如何使用smac進行卷積神經網絡的超參數優化？

Question

注意：長帖子。 請多多包涵

我已經在KMNIST數據集的PyTorch中實現了卷積神經網絡。 我需要使用SMAC優化CNN的學習率和隨機梯度下降動量。 我是超參數優化的新手，從smac文檔中學到的是，

SMAC通過目標算法評估器（TAE）調用算法來評估要優化的算法。
我們需要一個方案對象來配置優化過程。
Scenario對象中的run_obj參數指定SMAC應該優化的內容。

我的終極目標是獲得良好的准確性或低損失

到目前為止，這是我所做的：

卷積神經網絡

import numpy as np
import torch
import torch.nn as nn
import torchvision
import torchvision.transforms as transforms 
import torchvision.datasets as datasets
from torch.autograd import Variable
from datasets import *
import torch.utils.data
import torch.nn.functional as F
import matplotlib.pyplot as plt

# Create the model class

class CNN(nn.Module):
    def __init__(self):

        super(CNN, self).__init__() # to inherent the features of nn.Module

        self.cnn1 = nn.Conv2d(in_channels = 1, out_channels = 8, kernel_size = 3, stride = 1, padding =1)

        # in_channels =1 because of grey scale image
        # kernel_size = feature_size
        # padding = 1 because for same padding = [(filter_size -1)/2]
        # the output size of the 8 feature maps is [(input_size - filter_size +2(padding)/stride)+1]

        #Batch Normalization

        self.batchnorm1 = nn.BatchNorm2d(8)

        # RELU

        self.relu = nn.ReLU()
        self.maxpool1 = nn.MaxPool2d(kernel_size =2)

        # After maxpooling, the output of each feature map is 28/2 =14

        self.cnn2 = nn.Conv2d(in_channels = 8, out_channels = 32, kernel_size = 5, stride = 1, padding =2)

        #Batch Normalization

        self.batchnorm2 = nn.BatchNorm2d(32)

        # RELU

        #self.relu = nn.ReLU()
        self.maxpool2 = nn.MaxPool2d(kernel_size =2)

        # After maxpooling , the output of each feature map is 14/2 =7of them is of size 7x7 --> 32*7*7=1568
        # Flatten the feature maps. You have 32 feature maps, each 
        self.fc1 = nn.Linear(in_features=1568, out_features = 600)
        self.dropout = nn.Dropout(p=0.5)
        self.fc2 = nn.Linear(in_features=600, out_features = 10)

    def forward(self,x):

        out = self.cnn1(x)
        #out = F.relu(self.cnn1(x))
        out = self.batchnorm1(out)
        out = self.relu(out)
        out = self.maxpool1(out)

        out = self.cnn2(out)
        out = self.batchnorm2(out)
        out = self.relu(out)
        out = self.maxpool2(out)

        #Now we have to flatten the output. This is where we apply the feed forward neural network as learned
        #before!

        #It will the take the shape (batch_size, 1568) = (100, 1568)

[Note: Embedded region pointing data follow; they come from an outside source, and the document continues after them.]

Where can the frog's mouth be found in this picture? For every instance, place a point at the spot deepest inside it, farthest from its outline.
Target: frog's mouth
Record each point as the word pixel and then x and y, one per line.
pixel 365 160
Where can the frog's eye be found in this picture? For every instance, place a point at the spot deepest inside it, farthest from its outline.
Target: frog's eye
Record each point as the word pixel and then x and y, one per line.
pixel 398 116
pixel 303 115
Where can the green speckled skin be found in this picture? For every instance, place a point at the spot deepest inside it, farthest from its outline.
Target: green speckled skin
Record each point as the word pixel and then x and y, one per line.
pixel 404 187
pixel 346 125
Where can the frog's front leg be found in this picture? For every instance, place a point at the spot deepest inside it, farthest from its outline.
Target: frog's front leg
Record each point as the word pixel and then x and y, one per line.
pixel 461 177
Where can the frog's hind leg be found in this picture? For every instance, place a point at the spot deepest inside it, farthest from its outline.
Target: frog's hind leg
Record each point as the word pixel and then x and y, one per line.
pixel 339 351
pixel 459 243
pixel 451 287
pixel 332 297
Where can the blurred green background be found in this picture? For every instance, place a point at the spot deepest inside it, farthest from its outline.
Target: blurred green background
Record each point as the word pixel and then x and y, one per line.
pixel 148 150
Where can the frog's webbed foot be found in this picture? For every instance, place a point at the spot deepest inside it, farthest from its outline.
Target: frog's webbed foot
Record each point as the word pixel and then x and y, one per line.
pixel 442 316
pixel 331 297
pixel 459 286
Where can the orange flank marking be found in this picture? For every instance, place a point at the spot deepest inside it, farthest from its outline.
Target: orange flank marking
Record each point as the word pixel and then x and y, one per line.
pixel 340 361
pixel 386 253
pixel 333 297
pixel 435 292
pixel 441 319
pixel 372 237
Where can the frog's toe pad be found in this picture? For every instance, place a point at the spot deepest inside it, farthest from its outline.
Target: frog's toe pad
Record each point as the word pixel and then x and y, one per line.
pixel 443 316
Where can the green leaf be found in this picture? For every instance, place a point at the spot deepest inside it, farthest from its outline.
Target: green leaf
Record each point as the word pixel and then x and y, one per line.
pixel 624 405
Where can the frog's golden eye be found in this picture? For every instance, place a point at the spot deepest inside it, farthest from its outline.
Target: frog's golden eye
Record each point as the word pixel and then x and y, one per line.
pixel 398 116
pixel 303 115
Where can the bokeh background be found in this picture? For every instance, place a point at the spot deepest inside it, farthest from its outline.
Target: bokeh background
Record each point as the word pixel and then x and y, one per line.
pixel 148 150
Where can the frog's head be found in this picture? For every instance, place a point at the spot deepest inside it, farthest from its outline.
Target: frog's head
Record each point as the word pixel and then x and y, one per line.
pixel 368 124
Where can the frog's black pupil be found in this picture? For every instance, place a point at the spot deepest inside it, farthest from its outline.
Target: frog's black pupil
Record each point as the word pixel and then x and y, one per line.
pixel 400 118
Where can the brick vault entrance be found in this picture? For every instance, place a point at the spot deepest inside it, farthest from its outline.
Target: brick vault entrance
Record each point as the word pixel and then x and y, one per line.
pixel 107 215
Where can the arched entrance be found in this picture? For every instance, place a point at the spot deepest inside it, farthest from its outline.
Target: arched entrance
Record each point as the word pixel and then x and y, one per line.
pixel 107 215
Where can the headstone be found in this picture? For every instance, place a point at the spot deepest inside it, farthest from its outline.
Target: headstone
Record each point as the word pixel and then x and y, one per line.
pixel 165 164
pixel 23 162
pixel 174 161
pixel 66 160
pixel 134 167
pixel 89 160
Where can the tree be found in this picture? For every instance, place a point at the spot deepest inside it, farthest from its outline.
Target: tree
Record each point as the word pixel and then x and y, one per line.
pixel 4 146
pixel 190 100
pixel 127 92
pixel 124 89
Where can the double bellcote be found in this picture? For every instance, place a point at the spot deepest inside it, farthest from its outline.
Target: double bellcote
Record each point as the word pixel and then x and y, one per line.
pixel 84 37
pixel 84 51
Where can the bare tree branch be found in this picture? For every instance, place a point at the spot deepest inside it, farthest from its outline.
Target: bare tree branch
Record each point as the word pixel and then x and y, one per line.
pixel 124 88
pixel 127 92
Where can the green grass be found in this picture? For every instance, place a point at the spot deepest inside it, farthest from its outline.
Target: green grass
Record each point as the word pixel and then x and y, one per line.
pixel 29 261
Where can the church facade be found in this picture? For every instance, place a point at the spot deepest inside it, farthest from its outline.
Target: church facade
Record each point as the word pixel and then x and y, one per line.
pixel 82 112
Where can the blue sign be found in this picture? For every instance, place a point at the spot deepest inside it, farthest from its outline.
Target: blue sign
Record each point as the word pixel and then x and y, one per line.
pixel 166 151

        out = out.view(-1, 1568)

        #Then we forward through our fully connected layer

        out = self.fc1(out)
        out = self.relu(out)
        out = self.dropout(out)
        out = self.fc2(out)

        return out

def train(model, train_loader, optimizer, epoch, CUDA, loss_fn):
        model.train()
        cum_loss=0
        iter_count = 0

        for i, (images, labels) in enumerate(train_load):

            if CUDA:

               images = Variable(images.cuda())
               images = images.unsqueeze(1)
               images = images.type(torch.FloatTensor)
               images = images.cuda()

               labels = Variable(labels.cuda())
               labels = labels.type(torch.LongTensor)
               labels = labels.cuda()

            else:

               images = Variable(images)
               images = images.unsqueeze(1)
               images = images.type(torch.DoubleTensor)

               labels = Variable(labels)
               labels = labels.type(torch.DoubleTensor)

            optimizer.zero_grad()
            outputs = model(images)
            loss = loss_fn(outputs, labels)
            loss.backward()
            optimizer.step()
            cum_loss += loss


            if (i+1) % batch_size == 0:
               correct = 0
               total = 0
               acc = 0
               _, predicted = torch.max(outputs.data,1)
               total += labels.size(0)
               if CUDA:
                  correct += (predicted.cpu()==labels.cpu()).sum()
               else:
                  correct += (predicted==labels).sum()

               accuracy = 100*correct/total

            if i % len(train_load) == 0:

               iter_count += 1
               ave_loss = cum_loss/batch_size
        return ave_loss

batch_size = 100 
epochs = 5
e = range(epochs)
#print(e)

#Load datasets

variable_name=KMNIST()

train_images = variable_name.images
train_images = torch.from_numpy(train_images)

#print(train_images.shape)
#print(type(train_images))

train_labels = variable_name.labels
train_labels = torch.from_numpy(train_labels)

#print(train_labels.shape)
#print(type(train_labels))

train_dataset = torch.utils.data.TensorDataset(train_images, train_labels)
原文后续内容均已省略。